Читать книгу La muerte de la bailarina - Gustavo Adolfo González Rodríguez - Страница 9

Ahora

Оглавление

Son casi las ocho de la noche. Se reúnen, como suelen hacerlo casi todos los viernes, alrededor de la mesa mayor de la fuente de soda-bar-restaurante, que es también la sede del club de rayuela. Ya están todos al tanto de que el juez Correa fue hasta las casas patronales del fundo La Esperanza para reunirse con don Pelayo Eguiguren.

–¿Vieron? –comenta don Enrique–, yo les dije que por ahí había una pista.

–¿Entonces fue doña Susana la que mandó a matar a la bailarina? –inquiere don Domingo casi en un susurro.

–Una dama como ella no se va a rebajar a eso –interviene don Desiderio.

–¿Habrá participado doña Susana en la entrevista del juez Correa con don Pelayo? –pregunta don Rodolfo.

–Dicen que es una vieja muy, pero muy celosa, que tiene cortito a su marido, pero don Pelayo siempre se las arregla para escapársele –contraataca don Enrique.

–No era nada de fea cuando se casaron, pero con los años se dejó engordar y se echó a perder –opina don Lisandro.

–Sí, pues, con razón don Pelayo sale a echar sus canitas al aire.

–Claro, una vez lo vi donde las Morales, siempre acompañado por el Segundo ese, su fiel capataz –recuerda don Domingo.

–¿Y usted en qué andaba donde las Morales, mi estimado? –lo interroga socarronamente don Desiderio.

–En nada, yo solamente pasaba de casualidad por ahí –se defiende don Domingo.

–Sí, seguro que así fue –dice ahora con ironía don Desiderio.

–No me embrome. ¿Acaso usted, acaso alguno de los que están en esta mesa, no han ido jamás donde las Morales?

Don Rodolfo advierte que se están saliendo del tema y, en tono conciliador, subraya que a don Pelayo lo vieron al menos tres veces en el cabaret.

–¿Y quién no anduvo alguna vez por ahí? ¿Quién de esta mesa puede decir que nunca vio empilucharse a la bailarina? –interroga, al borde de la carcajada, don Desiderio.

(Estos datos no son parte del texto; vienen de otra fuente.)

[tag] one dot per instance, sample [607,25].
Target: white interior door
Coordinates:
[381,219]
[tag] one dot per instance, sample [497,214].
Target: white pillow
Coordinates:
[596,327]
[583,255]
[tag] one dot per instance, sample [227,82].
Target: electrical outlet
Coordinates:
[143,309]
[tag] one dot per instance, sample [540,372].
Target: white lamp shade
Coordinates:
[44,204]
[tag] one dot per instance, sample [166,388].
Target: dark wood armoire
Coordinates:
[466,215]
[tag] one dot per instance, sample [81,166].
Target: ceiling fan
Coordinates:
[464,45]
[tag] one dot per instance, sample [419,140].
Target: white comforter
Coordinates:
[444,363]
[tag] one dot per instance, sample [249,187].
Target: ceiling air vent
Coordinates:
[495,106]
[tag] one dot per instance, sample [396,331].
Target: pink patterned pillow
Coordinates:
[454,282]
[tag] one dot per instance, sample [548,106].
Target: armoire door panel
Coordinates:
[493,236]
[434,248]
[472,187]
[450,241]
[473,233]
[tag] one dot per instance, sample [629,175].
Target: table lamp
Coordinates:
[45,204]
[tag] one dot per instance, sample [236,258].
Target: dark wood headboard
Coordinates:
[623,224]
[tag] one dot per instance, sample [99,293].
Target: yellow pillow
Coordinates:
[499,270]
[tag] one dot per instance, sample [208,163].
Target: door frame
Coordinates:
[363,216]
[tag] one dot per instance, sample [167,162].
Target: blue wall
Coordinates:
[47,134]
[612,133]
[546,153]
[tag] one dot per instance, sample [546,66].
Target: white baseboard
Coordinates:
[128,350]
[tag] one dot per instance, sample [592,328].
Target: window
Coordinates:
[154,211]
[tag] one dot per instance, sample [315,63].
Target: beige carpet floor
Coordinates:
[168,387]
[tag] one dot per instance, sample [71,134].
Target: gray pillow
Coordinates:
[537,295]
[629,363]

–Pero tampoco eso sería razón para mandar a matar a una persona –reflexiona don Domingo.

Hacen una pausa para ordenar dos botellas más de vino y una pichanga de picles, quesos y trozos de arrollado como picoteo.

–¿Y por qué el juez Correa no citó a don Pelayo a su oficina para tomarle declaración en vez de ir hasta La Esperanza? –pregunta don Rodolfo.

–Porque en este país los ricos mandan hasta a la justicia –le responde don Desiderio.

–Ya pues, no se me ponga comunista –lo reconviene amistosamente don Enrique.

–Tal vez fue hasta el fundo en una visita social, de amigos –lanza don Domingo.

–¿Visita social en su horario de trabajo? Esa sí que no me la creo –le refuta don Enrique.

–O fue por otro asunto, sin relación con la muerte de la bailarina, tal vez un trámite de herencia o una denuncia de robo de ganado

–insiste don Domingo.

–Esa me la creo menos todavía –sigue contradiciéndolo don Enrique–. Yo digo que este fue un crimen por encargo.

–Eso nunca se va a aclarar –le responden casi a coro los demás contertulios.

–No te cleo, le dijo el chino al piano –acota don Domingo.

–Dicen que dos días antes de la muerte de la bailarina anduvo por La Esperanza un tipo muy sospechoso –vuelve a la carga don Enrique.

–¿Y quién lo dice? –pregunta alguien.

–Lo escuchó don Luis en su negocio.

–¿Pero quién era el tipo sospechoso? ¿Quién dice que lo vio?

–insiste don Desiderio.

–Se cuenta el milagro, pero no el santo –señala don Enrique, encogiéndose de hombro.

–Yo escuché que apareció en esos días un hombre con aspecto de facineroso, que nadie había visto antes por el pueblo, pero que no rondaba La Esperanza, sino la pensión de doña Eufrasia –relata don Domingo.

–Está buena la pichanga, ¿pedimos otra? –consulta don Lisandro.

–Bueno –asiente don Rodolfo–, y también otra botellita, ¿seguimos con el Santa Emiliana?